Garden Tips for September
Trees, like humans, get sick. They “catch a bug” and often it’s literally a real bug–an insect or spider. The ALCC has written this timely article on how to diagnose plant problems. If you think your plants may be needing that extra help to recover, call us or your trusted arborist.
As with people, the cure for plant problems lies in the diagnostics. Chemo doesn’t cure a cold and an aspirin won’t cure cancer. The treatment has to fit the health issue and that starts by identifying exactly what you’re really dealing with.
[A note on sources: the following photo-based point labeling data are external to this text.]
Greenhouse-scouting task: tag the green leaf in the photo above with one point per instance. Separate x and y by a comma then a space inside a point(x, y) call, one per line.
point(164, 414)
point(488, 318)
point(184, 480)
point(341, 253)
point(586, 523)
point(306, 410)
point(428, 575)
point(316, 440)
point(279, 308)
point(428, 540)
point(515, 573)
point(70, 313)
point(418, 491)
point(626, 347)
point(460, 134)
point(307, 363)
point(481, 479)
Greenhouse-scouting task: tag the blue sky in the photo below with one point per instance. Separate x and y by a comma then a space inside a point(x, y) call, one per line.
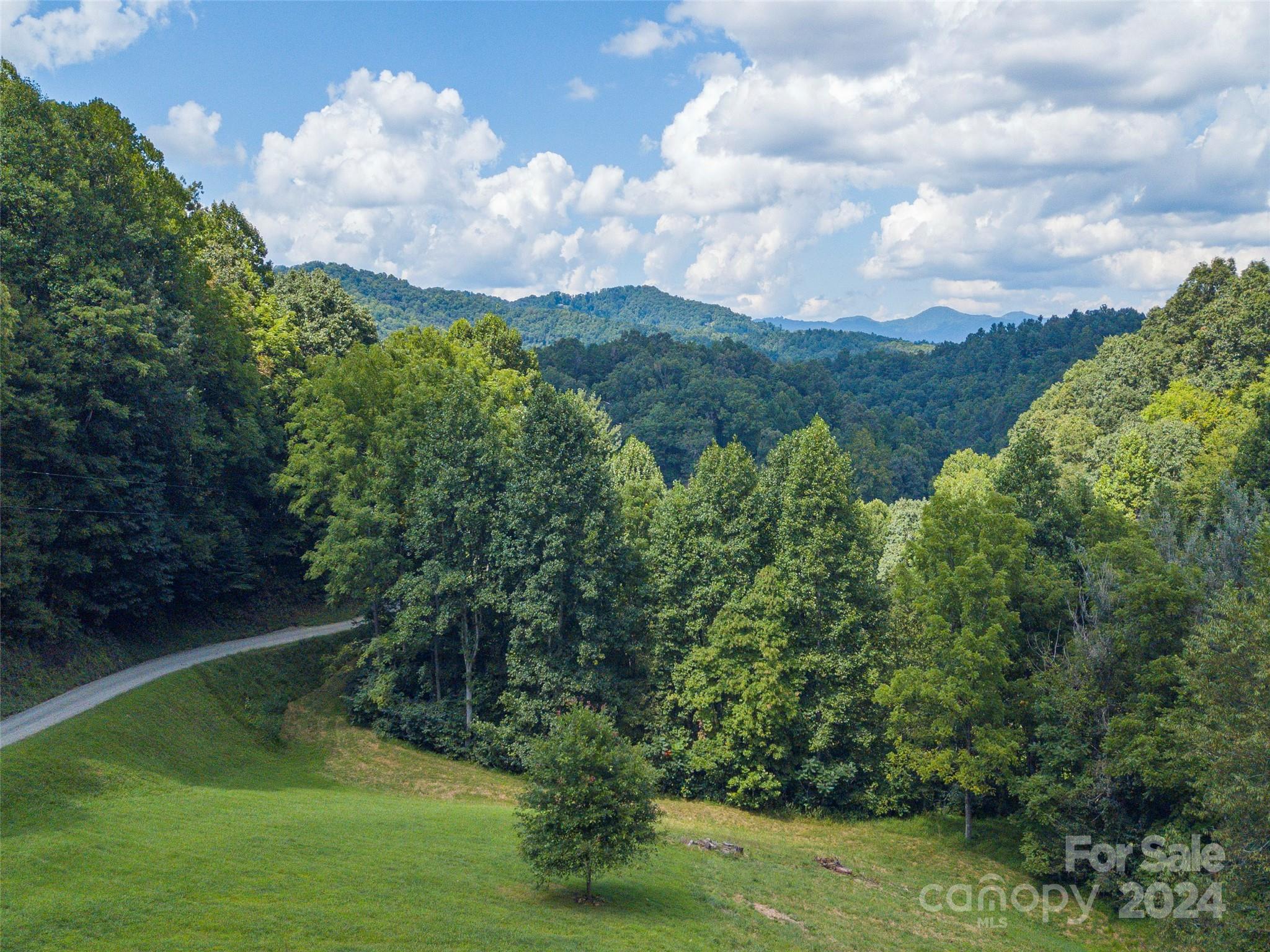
point(802, 159)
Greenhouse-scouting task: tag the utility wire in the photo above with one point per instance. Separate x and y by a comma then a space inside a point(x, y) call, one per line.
point(111, 479)
point(54, 509)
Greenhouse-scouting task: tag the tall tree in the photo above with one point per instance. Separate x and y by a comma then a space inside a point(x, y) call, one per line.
point(950, 715)
point(563, 562)
point(327, 319)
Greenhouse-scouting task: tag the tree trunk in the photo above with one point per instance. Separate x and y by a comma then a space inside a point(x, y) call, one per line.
point(468, 677)
point(436, 667)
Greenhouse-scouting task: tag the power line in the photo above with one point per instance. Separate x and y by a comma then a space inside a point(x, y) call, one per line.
point(111, 479)
point(55, 509)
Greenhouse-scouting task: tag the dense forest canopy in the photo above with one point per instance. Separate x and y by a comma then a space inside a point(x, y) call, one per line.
point(591, 318)
point(149, 364)
point(1072, 632)
point(900, 414)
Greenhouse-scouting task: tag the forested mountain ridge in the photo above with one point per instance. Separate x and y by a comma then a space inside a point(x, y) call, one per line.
point(900, 414)
point(591, 318)
point(1072, 633)
point(935, 324)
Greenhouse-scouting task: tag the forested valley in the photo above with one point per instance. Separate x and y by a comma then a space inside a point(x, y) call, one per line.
point(1024, 576)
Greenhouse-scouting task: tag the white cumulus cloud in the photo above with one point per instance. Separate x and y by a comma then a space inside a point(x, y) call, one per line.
point(646, 38)
point(191, 134)
point(70, 35)
point(580, 90)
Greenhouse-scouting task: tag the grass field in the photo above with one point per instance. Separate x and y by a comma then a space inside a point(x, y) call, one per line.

This summer has brought a variety of bugs to trees along the Front Range that demonstrate the range in treatments that may be required to keep our trees healthy. Most of us want to avoid taking pills when they are not needed. Yet we know that without antibiotics, pneumonia may be lethal. Other times, we have to make a judgment call on how far we’re willing to go to treat a particular bug or disease by weighing all the factors.
So it is in the plant health world. Aphids for example, are mostly more of a nuisance than a threat to long-term plant health. If they are really bad on the rose bush, you can simply spray the leaves with a mixture of Ivory soap and water. Releasing natural predators like lady bugs is another low-impact treatment option. Because arborists agree that aphids are generally not a major threat, whether or not you treat them really comes down to your own tolerance level for the unsightliness and the mess.
On the other end of the spectrum, this summer has seen a continuation of the infestation of Thousand Cankers Disease (TCD) which is carried into black walnut trees by a beetle that bores into the bark and beyond. Sadly, there is no known cure for this disease and we have seen many dead trees this year to prove it.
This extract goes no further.